A few months later, newspapers run articles that outline my demise. The same picture always seems to accompany it. It was taken right after I graduated high school. I grin sheepishly at the reader, my long, windswept curls accentuating a face full of naive optimism. That's false advertisement. I've kept my hair short for years.
In brief:
The author, best known for her Kafkaesque fiction and reclusive behaviour, was found in her apartment. The coroner concluded that she had lay dead on her writing desk for about two weeks.
The cause of death has been reported as an aneurysm, although theories abound that hint at something much more sinister.
The most popular rumour centers around an idea so incredibly bright that it utterly consumed her being. She attempted to record it, and as she did so, the energy it generated was so great that it destroyed capillaries and neurons before exciting molecules to such a high state that a large area of her brain and the pen she was clutching, for lack of a better term, exploded.

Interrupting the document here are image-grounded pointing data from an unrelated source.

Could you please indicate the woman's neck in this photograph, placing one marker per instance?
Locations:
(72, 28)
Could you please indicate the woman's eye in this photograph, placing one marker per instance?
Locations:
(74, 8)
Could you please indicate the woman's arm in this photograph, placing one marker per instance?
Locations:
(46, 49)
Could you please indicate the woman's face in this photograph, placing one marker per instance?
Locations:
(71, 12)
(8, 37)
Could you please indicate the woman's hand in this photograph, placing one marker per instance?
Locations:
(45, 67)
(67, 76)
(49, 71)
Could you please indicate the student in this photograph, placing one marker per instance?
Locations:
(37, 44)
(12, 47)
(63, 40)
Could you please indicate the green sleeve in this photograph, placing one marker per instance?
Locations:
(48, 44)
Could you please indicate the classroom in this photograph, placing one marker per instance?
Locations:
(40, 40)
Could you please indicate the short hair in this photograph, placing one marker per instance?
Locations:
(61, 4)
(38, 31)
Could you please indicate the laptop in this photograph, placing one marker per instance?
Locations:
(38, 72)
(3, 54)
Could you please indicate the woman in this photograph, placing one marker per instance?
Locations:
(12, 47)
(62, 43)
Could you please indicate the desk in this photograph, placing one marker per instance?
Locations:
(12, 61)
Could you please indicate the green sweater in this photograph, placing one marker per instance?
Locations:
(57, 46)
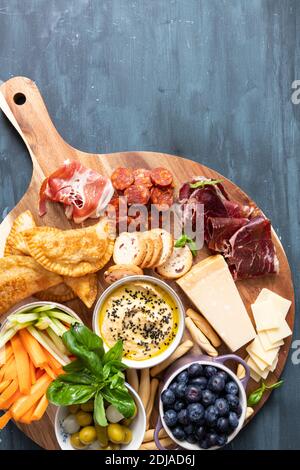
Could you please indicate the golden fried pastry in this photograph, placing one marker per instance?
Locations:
(15, 243)
(85, 287)
(71, 252)
(20, 277)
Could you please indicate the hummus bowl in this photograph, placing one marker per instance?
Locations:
(146, 313)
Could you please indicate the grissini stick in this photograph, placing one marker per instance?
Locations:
(167, 441)
(153, 389)
(205, 327)
(149, 435)
(182, 349)
(199, 338)
(144, 389)
(133, 379)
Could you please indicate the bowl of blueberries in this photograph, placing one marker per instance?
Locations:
(202, 402)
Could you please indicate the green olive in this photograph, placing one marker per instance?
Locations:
(84, 418)
(102, 435)
(88, 406)
(73, 409)
(76, 442)
(87, 435)
(116, 433)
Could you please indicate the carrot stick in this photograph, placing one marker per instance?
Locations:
(33, 348)
(4, 384)
(40, 408)
(24, 403)
(6, 405)
(4, 419)
(10, 390)
(22, 363)
(32, 372)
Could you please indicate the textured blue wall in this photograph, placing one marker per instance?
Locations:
(207, 79)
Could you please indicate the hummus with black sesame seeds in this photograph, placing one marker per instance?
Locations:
(143, 316)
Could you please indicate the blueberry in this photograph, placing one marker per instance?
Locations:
(233, 420)
(195, 370)
(221, 440)
(178, 433)
(180, 390)
(192, 394)
(168, 397)
(222, 425)
(223, 374)
(233, 401)
(200, 432)
(208, 398)
(191, 439)
(183, 377)
(170, 418)
(189, 429)
(210, 371)
(216, 383)
(232, 388)
(211, 416)
(195, 412)
(212, 438)
(179, 405)
(200, 382)
(222, 406)
(183, 417)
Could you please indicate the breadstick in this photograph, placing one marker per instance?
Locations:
(182, 349)
(205, 327)
(153, 390)
(144, 389)
(199, 338)
(149, 435)
(133, 379)
(249, 412)
(167, 441)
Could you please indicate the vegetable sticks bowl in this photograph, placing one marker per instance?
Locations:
(138, 426)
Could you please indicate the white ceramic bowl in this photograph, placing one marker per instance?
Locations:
(138, 426)
(163, 285)
(242, 396)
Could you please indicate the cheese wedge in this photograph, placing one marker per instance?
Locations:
(210, 286)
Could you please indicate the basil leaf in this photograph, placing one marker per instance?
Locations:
(121, 399)
(115, 353)
(203, 183)
(99, 410)
(64, 394)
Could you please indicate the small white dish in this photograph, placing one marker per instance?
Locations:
(173, 346)
(138, 426)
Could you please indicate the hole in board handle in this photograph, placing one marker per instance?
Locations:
(19, 99)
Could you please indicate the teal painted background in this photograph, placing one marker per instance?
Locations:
(206, 79)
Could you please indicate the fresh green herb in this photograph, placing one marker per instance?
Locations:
(203, 183)
(94, 374)
(255, 397)
(183, 240)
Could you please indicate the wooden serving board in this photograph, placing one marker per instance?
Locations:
(22, 103)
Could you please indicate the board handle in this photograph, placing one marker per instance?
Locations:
(23, 105)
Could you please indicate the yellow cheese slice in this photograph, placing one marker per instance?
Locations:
(210, 286)
(266, 315)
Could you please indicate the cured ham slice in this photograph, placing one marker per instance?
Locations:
(84, 192)
(252, 251)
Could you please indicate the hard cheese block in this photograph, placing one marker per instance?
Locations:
(211, 288)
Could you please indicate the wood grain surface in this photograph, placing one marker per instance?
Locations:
(23, 105)
(207, 79)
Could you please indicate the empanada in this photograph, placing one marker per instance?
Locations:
(15, 243)
(20, 277)
(71, 252)
(85, 287)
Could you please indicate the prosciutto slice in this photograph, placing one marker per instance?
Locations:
(84, 192)
(252, 252)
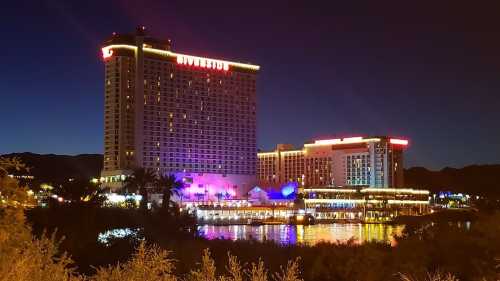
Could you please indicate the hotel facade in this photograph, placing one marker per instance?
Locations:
(176, 113)
(357, 161)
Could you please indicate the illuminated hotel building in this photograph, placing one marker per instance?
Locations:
(177, 113)
(357, 161)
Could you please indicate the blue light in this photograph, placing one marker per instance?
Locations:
(288, 189)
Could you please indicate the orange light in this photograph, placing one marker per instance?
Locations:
(202, 62)
(399, 141)
(106, 52)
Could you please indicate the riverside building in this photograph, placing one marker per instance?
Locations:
(178, 113)
(356, 161)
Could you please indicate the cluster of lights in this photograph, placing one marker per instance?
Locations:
(398, 141)
(107, 52)
(396, 190)
(354, 201)
(350, 140)
(202, 62)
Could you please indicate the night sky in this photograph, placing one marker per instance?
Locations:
(428, 73)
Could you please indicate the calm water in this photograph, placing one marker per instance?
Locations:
(304, 234)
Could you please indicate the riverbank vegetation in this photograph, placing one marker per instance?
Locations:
(169, 249)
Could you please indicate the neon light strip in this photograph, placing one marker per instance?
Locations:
(342, 141)
(333, 190)
(399, 141)
(407, 202)
(364, 201)
(262, 154)
(291, 151)
(107, 49)
(334, 200)
(395, 190)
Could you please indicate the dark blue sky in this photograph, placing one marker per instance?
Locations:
(427, 72)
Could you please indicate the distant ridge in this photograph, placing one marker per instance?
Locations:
(474, 179)
(55, 168)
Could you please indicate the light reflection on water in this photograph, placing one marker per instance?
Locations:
(304, 234)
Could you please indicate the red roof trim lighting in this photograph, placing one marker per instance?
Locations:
(106, 52)
(202, 62)
(398, 141)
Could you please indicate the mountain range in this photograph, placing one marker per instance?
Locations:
(474, 179)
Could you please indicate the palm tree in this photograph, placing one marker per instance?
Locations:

Papers at the scene seem to support this outlandish explanation.
"The words.
The words!
The words are
brighter than life.
They are annhil"
was all that was discernible through the amount of ink and decay which covered the papers.
She lived in mystery and left one as her legacy.
The last line fills me with pride, a tough residue still left over from my previous existence.
Such a strong opening here, Brianne. The piece brought to mind Mulholland Dr. & The Facts in the Case of M. Valdemar.
I like the pacing here and the calm voice at the center it adds a chilling slant. Especially like the way you close this piece.
This is very good - smooth telling and the idea is inspired. I wanted an answer, but true to the stry, you leave the reader with a mystery also.